However, when we program with observational embeddings like TESSERA, we're doing 'backwards programming'. The units we're dealing with are 128-dimensional self-supervised representations that have been learnt from primary satellite data, and the job of the program is to help cluster these higher dimensional structures into some semblance of useful meaning. We do this via downstream classifiers, segmenters and regression tasks. This is a very different programming style from forward programming even though it requires a similar amount of CPU.

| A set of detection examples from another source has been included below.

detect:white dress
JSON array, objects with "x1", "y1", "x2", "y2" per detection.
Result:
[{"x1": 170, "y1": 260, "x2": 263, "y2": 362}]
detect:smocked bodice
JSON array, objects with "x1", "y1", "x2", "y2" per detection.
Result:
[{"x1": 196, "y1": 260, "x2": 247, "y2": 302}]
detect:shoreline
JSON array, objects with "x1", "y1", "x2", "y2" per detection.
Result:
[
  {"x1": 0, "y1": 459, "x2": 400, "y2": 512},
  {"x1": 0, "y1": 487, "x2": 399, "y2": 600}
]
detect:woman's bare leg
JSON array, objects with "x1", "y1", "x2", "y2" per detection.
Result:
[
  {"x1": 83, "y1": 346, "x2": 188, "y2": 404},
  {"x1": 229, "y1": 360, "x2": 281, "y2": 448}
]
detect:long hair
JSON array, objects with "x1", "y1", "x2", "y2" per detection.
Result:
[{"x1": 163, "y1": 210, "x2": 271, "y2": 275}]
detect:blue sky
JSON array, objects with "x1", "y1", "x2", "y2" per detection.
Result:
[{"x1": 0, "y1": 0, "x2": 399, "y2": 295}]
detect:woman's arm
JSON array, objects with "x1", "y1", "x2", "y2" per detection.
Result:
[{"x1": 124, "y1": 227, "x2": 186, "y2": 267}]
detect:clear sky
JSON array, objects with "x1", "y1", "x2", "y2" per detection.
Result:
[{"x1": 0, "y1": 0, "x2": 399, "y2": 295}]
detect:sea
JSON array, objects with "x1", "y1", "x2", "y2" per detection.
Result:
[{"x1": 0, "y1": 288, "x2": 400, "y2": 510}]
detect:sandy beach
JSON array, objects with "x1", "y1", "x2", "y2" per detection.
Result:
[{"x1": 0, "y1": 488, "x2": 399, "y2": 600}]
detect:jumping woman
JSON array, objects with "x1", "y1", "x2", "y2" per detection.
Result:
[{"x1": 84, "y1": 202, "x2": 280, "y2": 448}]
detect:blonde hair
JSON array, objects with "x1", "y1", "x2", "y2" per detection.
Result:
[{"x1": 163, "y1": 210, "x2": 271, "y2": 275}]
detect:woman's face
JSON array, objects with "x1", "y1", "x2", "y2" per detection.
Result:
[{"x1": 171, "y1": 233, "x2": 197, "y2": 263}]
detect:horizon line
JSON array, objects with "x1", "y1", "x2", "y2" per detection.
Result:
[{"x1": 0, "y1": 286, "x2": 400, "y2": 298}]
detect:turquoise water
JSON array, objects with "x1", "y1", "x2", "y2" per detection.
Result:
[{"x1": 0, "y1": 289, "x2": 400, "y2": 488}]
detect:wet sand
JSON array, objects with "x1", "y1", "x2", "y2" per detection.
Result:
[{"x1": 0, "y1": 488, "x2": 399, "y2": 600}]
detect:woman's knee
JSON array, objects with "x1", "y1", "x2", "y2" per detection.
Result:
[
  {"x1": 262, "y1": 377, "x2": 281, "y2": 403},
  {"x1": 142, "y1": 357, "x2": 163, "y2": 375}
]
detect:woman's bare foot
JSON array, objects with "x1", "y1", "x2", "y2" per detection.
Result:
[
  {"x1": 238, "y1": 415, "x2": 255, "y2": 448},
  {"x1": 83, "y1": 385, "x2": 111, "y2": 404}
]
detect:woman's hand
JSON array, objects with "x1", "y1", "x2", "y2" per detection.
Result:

- Amal Ahmed said this really looked like a multi-DSL problem (i.e. implement all three different styles of programming in OCaml, and then examine the DSL properties/data structures). She also pointed me to Multi-Language Probabilistic Programming which allows for differently specialised probabilistic programming languages.
- Sam Lindley also suggested this multi-DSL would be a good use of effects: could we write one OCaml program to represent all three styles, but then interpret them completely differently using effects? We could get a set of points as program traces via sampling using effects, and then we could do reproducible simulations via effects for stochastic choice, and then for causal path tests effects that check program data structure invariants regularly to build up causal hypotheses. I need to talk to KC Sivaramakrishnan and Patrick Ferris about this more, as with any effects based idea that involves more than just a Suspend effect.
- Mary Sheeran observed that this is somewhat like hardware programming, whereby we put the minimal structural constraints in and then try to discover layouts.
- John Hughes noted that the statistical testing combined with datastructures (the synthetic computation) is quite similar to quickcheck: can we posit causal relationships and 'quickcheck' them efficiently?
- Gabriele Keller is working with spatial ecologists on saltmarshes using array programming to speed up their calculations, so we had a very productive conversation that I will follow up on! Sounds remarkably similar to the work in the Cairngorms that David Coomes is leading in the CLR.
- Manuel Chakravarthy gave me a lot of tips on Mac/iOS approaches and also told me about Volt Europa and their push for liberal sovereignty.
- Nate Foster and Sam Lindley helped me simplify my thinking a lot: rather than worry about scale (millions of species), can we find the smallest possible example to work outwards from synthetically? I obviously thought of hedgehog mapping as good one here. We also thought that viewing causality as a 'triangle' wasn't right: instead, we could use a combination of synthetic models + observational samples as bidirectional lenses, and then draw causal path diagrams across them to test the lenses (sort of like natural experiments). This is somewhat like boomerang lenses but for sample data instead of strings.
- Richard Eisenberg gave me practical OxCaml advice as it's a fast-moving target: layout polymorphism is a while away yet, so keep using
ppx_templatefor now, but other features like float16 (useful for TESSERA) could be done fairly easily. - Andreas Rossberg was impressed by the use of WASM for browser-based geospatial, and we discussed the difficulty of using wasm with the DOM for interactive interfaces. Machine learning workflows perform well because of the lack of DOM transitions, but hopefully Mozilla is working on improving this.
- Simon Peyton Jones looked bemused by it all and thought it was too high level a concept to latch onto. I need a worked example like the above to convince him when I'm back at Cambridge!
It was a short trip to Portugal in the end, but massively energising. I do love hanging with functional programmers!
2 Biodiversity action through technology
Two big perspective papers on global biodiversity are out in PNAS this week, which I wrote up separately in a detailed note. To follow up on these, Cyrus Omar is chairing this year's PROPL (to be held at PLDI this summer), and we've been discussing doing something different this year to tie into a more 'action-oriented' workshop that combines the learnings from the last couple of years with the call to biodiversity action above.
Meanwhile, to followup on the first TESSERA hackathon over in India a few weeks ago, Aadi Seth and Srinivasan Keshav have put together a call for students to get involved. If you're interested then apply here and get going with TESSERA!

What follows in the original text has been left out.